Metadata-Version: 2.1
Name: censuswrangler
Version: 1.0.2
Summary: CensusWrangler is the fast python API to your local copy of the Australian Census data.
License: MIT
Author: Kyle Ross
Author-email: 107285758+Kyle-Ross@users.noreply.github.com
Requires-Python: >=3.12,<4.0
Classifier: License :: OSI Approved :: MIT License
Classifier: Programming Language :: Python :: 3
Classifier: Programming Language :: Python :: 3.12
Requires-Dist: icecream (>=2.1.4,<3.0.0)
Requires-Dist: openpyxl (>=3.1.5,<4.0.0)
Requires-Dist: pandas (==2.2.3)
Requires-Dist: pandera (>=0.23.1,<0.24.0)
Description-Content-Type: text/markdown

# CensusWrangler

[![PyPI version](https://img.shields.io/pypi/v/censuswrangler)](https://pypi.org/project/censuswrangler/)
![Python versions](https://img.shields.io/pypi/pyversions/glyphdeck)
![License](https://img.shields.io/pypi/l/censuswrangler)
[![Go to documentation](https://readthedocs.org/projects/censuswrangler/badge/)](https://censuswrangler.readthedocs.io/en/latest/)
[![Read the Docs Badge](https://img.shields.io/badge/Read%20the%20Docs-8CA1AF?logo=readthedocs&logoColor=fff&style=flat)](https://censuswrangler.readthedocs.io/en/latest/)

## About

CensusWrangler is the fast python API to your local copy of the Australian Census data.

## The use-case

If you have any interest or career involving Australian data, you\'ve
likely had to deal with the challenging Census data structures.

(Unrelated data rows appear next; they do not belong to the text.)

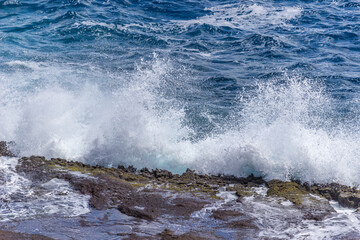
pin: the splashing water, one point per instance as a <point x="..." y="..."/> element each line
<point x="283" y="130"/>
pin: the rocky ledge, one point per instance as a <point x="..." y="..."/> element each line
<point x="160" y="196"/>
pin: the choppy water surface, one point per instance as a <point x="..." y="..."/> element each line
<point x="235" y="87"/>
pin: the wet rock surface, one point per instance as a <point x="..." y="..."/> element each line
<point x="8" y="235"/>
<point x="186" y="206"/>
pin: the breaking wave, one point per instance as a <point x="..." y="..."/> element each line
<point x="286" y="128"/>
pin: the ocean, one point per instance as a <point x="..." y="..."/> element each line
<point x="223" y="87"/>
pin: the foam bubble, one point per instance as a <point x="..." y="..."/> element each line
<point x="21" y="200"/>
<point x="245" y="17"/>
<point x="286" y="129"/>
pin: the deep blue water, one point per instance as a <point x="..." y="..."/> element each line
<point x="269" y="87"/>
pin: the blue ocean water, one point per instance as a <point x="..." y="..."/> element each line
<point x="234" y="87"/>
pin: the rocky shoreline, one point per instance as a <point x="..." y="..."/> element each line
<point x="158" y="195"/>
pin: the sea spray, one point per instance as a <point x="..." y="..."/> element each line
<point x="284" y="129"/>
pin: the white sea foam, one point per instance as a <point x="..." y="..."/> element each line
<point x="19" y="199"/>
<point x="245" y="17"/>
<point x="284" y="130"/>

In the government\'s interest of maintaining privacy for all involved,
they provide data as a series of hundreds of tables each at different
levels of geographic aggregation.

My experience has been that getting the right slice of data out this
structure can be tedious and time-consuming. It drags out what would
otherwise be a quick piece of adhoc analysis.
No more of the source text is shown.